Grundsätzlich seien jedoch Naturkosmetik und konventionelle Kosmetik „aus wissenschaftlicher und rechtlicher Sicht gleichwertig“, sagt Branchenkennerin Huber. Dies gelte auch für die Verträglichkeit. Verbraucher lassen sich daher - egal ob beim Kauf von Natur- oder herkömmliche Kosmetik - am besten fachkundig beraten und eine Hautanalyse durchführen.

Auch in Sachen Wirksamkeit stehen die Naturkosmetika anderen Pflegeprodukten heute nicht mehr nach - einzelne natürliche Wirkstoffe seien sogar besser als die chemischen, berichten die Experten. So konnte beispielsweise unlängst eine Apotheken-Bio-Marke nachweisen, dass ätherisches Zitronengrasöl fünfmal stärker wirke als der synthetische Anti-Pickel-Wirkstoff Salicylsäure.

Ähnliches gilt für die Haltbarkeit: „Vorbei sind die Zeiten, in denen die Cremes in winzigen Töpfchen angerührt und in kleinen Hinterzimmern abgefüllt wurden“, sagt Pohl. Jedoch lassen alle Naturkosmetiksiegel außer Demeter auch naturidentische Konservierungsmittel zu.
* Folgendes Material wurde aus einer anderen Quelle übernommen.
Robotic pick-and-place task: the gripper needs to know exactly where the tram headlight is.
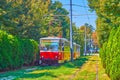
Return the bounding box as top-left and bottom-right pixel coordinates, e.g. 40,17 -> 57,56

Qualitativ gleichwertig, ähnlich wirksam, lange haltbar - die Unterschiede von Natur- und herkömmlichen Kosmetikprodukten scheinen nicht mehr so groß zu sein. Und das gilt auch für ihren Nutzen für die Umwelt, erläutert Catharine Banach. Denn Naturkosmetik könne nicht in unbegrenzten Mengen von allen globalen Kosmetikherstellern produziert werden. „Mittlerweile sind 15 000 weltweit für Nahrung, Kosmetika und Arzneimittel genutzte Pflanzen in ihrem Lebensraum bedroht.“ Allerdings, fügt Jenny Pohl an, würden viele Naturkosmetikhersteller daher schon seit Jahrzehnten nachhaltig wirtschaften.